Anfahrt: http://www.pedalist.de/anfahrt.html 

Guides: Harald Friedrich (MTB-Club Beinhart), Gwenda Rüsing (Moooove Racing Team)

Infos unter: [email protected]

Anmeldung: einfach vorbeikommen

Beginn: *Samstag 05.11.2011*; Absage der Veranstaltung bis 11.00 Uhr im MTB-Forum. Als Regel gilt: Wenn es nicht regnet, wird gefahren, auch bei nassem Boden.

Teilnehmer: Das Angebot richtet sich an fortgeschrittene MTBler und Crossfahrer. 

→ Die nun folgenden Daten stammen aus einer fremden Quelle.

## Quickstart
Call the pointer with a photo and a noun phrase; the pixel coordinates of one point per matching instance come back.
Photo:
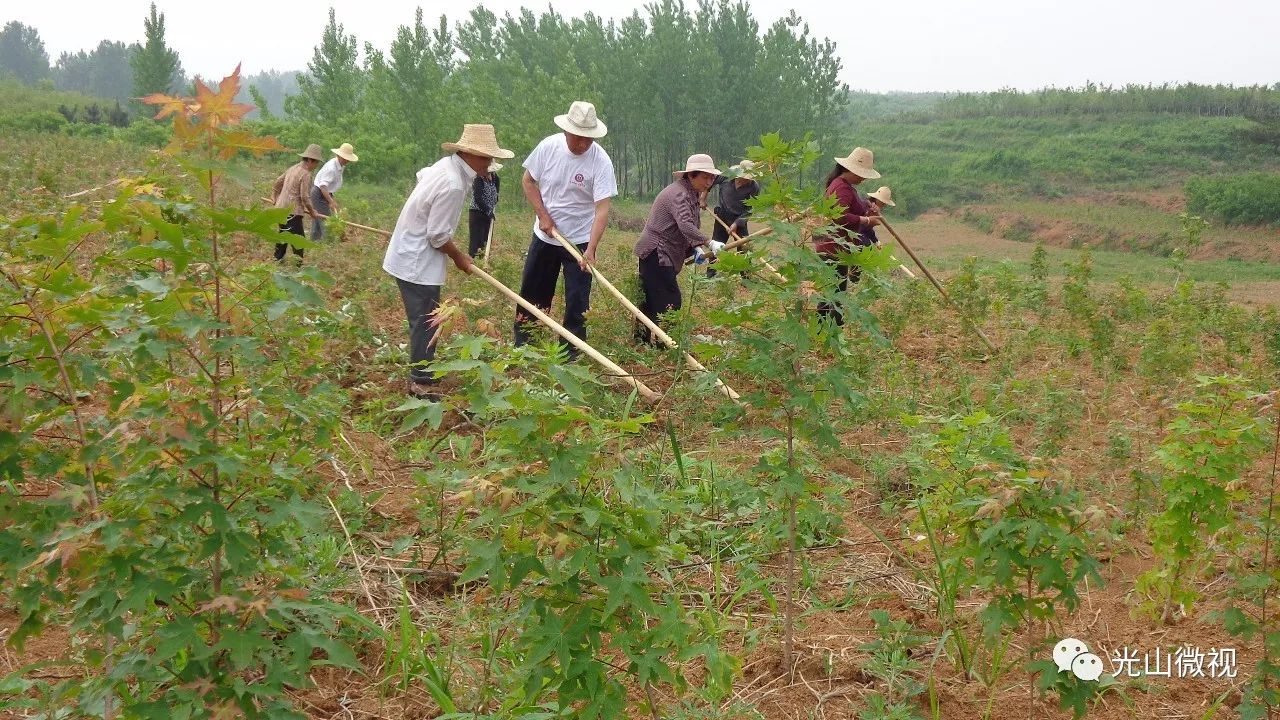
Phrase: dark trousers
(321, 206)
(293, 226)
(478, 226)
(659, 291)
(848, 274)
(721, 235)
(420, 302)
(543, 267)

 Tempo: II zügig und ohne "Photostopps" ;  Techniklevel I/II(bei Schnee und Eis entsprechend höher)

Teilnehmerlimit: keines

Kosten: keine

Ausrüstung: MTB oder Crosser; Helmpflicht

*Hinweis:* Jeder fährt auf eigene Gefahr, das heißt, die Guides haften nicht für Schäden, die aus Fahrfehlern oder Materialfehlern entstehen.


----------



## Kettwiesel (15. November 2011)

Leider muss der Biketreff am kommenden Samstag, den 19.11.2011 entfallen. 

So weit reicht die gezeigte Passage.